Une polémique restée célèbre s’est tenue au Royaume-Uni vers le milieu du 19e siècle. Certains mettaient en avant que la venue de machines à vapeur plus performantes, notamment dans leur consommation de charbon, allait réduire la demande de charbon. Le jeune Stanley Jevons, qui devait devenir l’un des plus importants économistes de l’histoire de cette discipline, s’était insurgé. Il écrivit dans un rapport officiel (Sur la Question du charbon – 1865) : « C’est une complète confusion d’idées de supposer qu’un usage économe des énergies fossiles est équivalent à une réduction de leur consommation. C’est le contraire qui est vrai. D’une manière générale, des usages plus économes conduisent à un accroissement de la consommation, selon un principe observé dans de nombreux cas similaires. »

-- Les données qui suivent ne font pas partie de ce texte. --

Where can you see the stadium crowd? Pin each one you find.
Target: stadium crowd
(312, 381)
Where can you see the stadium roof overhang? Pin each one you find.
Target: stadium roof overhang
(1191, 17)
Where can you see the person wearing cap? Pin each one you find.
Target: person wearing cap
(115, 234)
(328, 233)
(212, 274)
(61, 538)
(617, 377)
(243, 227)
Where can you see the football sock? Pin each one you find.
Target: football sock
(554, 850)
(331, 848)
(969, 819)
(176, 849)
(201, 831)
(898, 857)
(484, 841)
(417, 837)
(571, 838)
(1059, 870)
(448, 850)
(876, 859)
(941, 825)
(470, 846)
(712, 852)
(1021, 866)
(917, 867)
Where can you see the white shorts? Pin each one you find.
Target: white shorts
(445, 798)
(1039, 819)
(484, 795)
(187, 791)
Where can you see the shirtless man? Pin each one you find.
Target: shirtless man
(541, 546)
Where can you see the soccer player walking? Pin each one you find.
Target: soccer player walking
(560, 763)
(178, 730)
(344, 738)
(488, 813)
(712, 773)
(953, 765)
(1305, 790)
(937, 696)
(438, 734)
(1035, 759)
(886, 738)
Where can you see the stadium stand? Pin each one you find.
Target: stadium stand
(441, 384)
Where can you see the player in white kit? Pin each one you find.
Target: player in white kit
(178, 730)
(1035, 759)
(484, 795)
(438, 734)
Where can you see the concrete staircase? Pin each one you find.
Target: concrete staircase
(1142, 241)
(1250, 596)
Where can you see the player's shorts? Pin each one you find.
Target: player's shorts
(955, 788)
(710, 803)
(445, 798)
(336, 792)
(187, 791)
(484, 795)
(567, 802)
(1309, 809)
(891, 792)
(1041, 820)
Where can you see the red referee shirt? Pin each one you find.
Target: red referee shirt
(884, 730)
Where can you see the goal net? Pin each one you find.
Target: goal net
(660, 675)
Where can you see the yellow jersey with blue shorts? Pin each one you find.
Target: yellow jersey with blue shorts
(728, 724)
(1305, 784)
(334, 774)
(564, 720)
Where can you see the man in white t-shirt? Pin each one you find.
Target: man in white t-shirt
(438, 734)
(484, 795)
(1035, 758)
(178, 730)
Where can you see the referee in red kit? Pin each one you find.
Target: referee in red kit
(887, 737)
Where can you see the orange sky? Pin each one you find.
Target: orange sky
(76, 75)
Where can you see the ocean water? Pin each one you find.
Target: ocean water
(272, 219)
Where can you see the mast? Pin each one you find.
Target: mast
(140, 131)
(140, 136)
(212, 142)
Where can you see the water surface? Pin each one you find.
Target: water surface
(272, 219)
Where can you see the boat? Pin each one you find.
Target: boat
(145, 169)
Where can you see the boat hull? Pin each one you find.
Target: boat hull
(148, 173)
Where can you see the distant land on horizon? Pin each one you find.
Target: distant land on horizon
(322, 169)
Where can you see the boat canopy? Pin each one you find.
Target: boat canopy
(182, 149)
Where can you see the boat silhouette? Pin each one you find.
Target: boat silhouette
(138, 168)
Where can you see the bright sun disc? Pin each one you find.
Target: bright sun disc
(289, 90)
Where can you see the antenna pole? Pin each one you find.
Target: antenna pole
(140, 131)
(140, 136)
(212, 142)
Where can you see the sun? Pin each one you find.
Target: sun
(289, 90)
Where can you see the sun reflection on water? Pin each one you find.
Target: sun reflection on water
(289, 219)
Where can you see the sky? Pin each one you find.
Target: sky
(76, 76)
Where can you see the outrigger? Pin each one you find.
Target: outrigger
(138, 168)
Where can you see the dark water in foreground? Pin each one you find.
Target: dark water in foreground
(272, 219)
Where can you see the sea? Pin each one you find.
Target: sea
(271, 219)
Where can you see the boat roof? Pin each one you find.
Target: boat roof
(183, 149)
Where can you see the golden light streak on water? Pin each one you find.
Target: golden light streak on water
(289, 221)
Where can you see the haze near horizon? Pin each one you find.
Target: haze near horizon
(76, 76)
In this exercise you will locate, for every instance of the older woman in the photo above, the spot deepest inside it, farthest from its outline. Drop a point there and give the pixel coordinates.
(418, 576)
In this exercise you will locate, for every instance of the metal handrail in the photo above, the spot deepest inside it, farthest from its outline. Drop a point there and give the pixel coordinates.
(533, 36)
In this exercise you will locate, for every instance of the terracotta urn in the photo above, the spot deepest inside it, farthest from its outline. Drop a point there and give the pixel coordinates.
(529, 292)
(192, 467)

Ce phénomène est appelé depuis paradoxe de Jevons ou effet rebond. L’invention du LED est un bon exemple. Il a permis un gain énergétique fantastique, mais en même temps une réduction très forte du coût par unité de lumière. Du coup, on éclaire davantage encore, de sorte que la consommation d’énergie dévolue à l’éclairage a des chances de s’accroitre encore (point empirique à vérifier). Si le LED permet une réduction de 50% de l’énergie par lumen, mais qu’au total la consommation d’énergie ne baisse que de 40%, l’effet-rebond est de 20% (10/50). Si la consommation d’énergie augmente de 10%, l’effet-rebond est de 120% (60/50).
C’est un argument qu’on entend souvent agité par certains milieux écologistes. Le progrès technique ne serait en aucune sorte une solution à la crise climatique, à cause d’un effet rebond qui non seulement serait positif, mais le plus souvent supérieur à 100%. On voudrait nous faire sortir du piège de la surconsommation énergétique par la technique, mais pour nous y plonger la tête un peu plus.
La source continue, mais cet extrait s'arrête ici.